O que esperar das grandes finais

Aubameyang fez três dos quatro gols do Arsenal sobre o Valencia, que levaram o time a uma final europeia pela primeira vez em 13 anos

Cinco ingleses já estão garantidos na próxima Liga dos Campeões, independentemente dos resultados, e, não bastasse, a Premier League é o último campeonato europeu a chegar na sua última rodada com o título ainda em aberto, graças a campanhas espetaculares de ambos Manchester City e Liverpool, recordistas de pontos.
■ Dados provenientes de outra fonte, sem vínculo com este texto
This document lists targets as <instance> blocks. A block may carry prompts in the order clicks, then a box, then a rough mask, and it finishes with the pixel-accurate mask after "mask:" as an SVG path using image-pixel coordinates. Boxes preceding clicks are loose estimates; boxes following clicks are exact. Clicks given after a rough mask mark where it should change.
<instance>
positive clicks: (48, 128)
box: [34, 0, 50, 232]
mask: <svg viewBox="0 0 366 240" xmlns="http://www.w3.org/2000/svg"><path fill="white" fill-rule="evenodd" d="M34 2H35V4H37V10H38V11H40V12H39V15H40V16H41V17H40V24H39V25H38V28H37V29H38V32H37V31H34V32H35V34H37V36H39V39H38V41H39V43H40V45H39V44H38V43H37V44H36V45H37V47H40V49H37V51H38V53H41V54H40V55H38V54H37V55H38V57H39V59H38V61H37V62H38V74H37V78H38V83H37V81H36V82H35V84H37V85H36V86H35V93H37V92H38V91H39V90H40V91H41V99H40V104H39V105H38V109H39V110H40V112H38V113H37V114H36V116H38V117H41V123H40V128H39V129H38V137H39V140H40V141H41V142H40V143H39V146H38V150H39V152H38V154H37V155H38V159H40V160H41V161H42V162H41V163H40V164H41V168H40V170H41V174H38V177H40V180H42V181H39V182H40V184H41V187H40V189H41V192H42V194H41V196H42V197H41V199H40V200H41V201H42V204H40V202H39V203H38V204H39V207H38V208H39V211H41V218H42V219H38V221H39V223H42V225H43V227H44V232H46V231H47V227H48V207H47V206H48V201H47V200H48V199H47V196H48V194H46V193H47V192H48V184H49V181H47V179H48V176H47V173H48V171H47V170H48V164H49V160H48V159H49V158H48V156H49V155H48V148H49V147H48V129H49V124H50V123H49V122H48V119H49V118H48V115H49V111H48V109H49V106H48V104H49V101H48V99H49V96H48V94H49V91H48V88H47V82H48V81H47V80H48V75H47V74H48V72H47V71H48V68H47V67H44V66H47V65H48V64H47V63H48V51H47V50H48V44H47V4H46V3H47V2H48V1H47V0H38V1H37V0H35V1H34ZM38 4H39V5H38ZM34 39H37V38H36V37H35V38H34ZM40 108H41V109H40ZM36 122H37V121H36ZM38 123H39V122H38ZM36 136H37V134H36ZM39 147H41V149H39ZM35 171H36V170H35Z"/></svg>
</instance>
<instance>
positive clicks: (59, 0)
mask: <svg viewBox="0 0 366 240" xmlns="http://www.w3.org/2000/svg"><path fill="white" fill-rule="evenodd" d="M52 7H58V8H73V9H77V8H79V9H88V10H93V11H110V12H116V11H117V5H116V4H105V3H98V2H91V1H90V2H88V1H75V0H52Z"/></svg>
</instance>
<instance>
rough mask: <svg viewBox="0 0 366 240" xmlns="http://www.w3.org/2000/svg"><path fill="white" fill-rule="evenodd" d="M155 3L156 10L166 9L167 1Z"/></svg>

Resta aos torcedores de Tottenham, Liverpool, Chelsea e a Arsenal esperar que seus respectivos clubes façam bonito um frente ao outro. As odds em Betfair para o campeão da Liga dos Campeões é de 2,5 para 1 se der Tottenham e 1,5 para 1 se der Liverpool. Na Europa League, título do Chelsea paga 1,65 par 1, enquanto que se o troféu for para o Arsenal, o pagamento é de 2,25 para 1. É clichê e óbvio, mas só podemos dizer que, independentemente dos campeões, o futebol inglês já ganhou. O país mostrou ao mundo, de novo, que está num patamar difícil de rivalizar.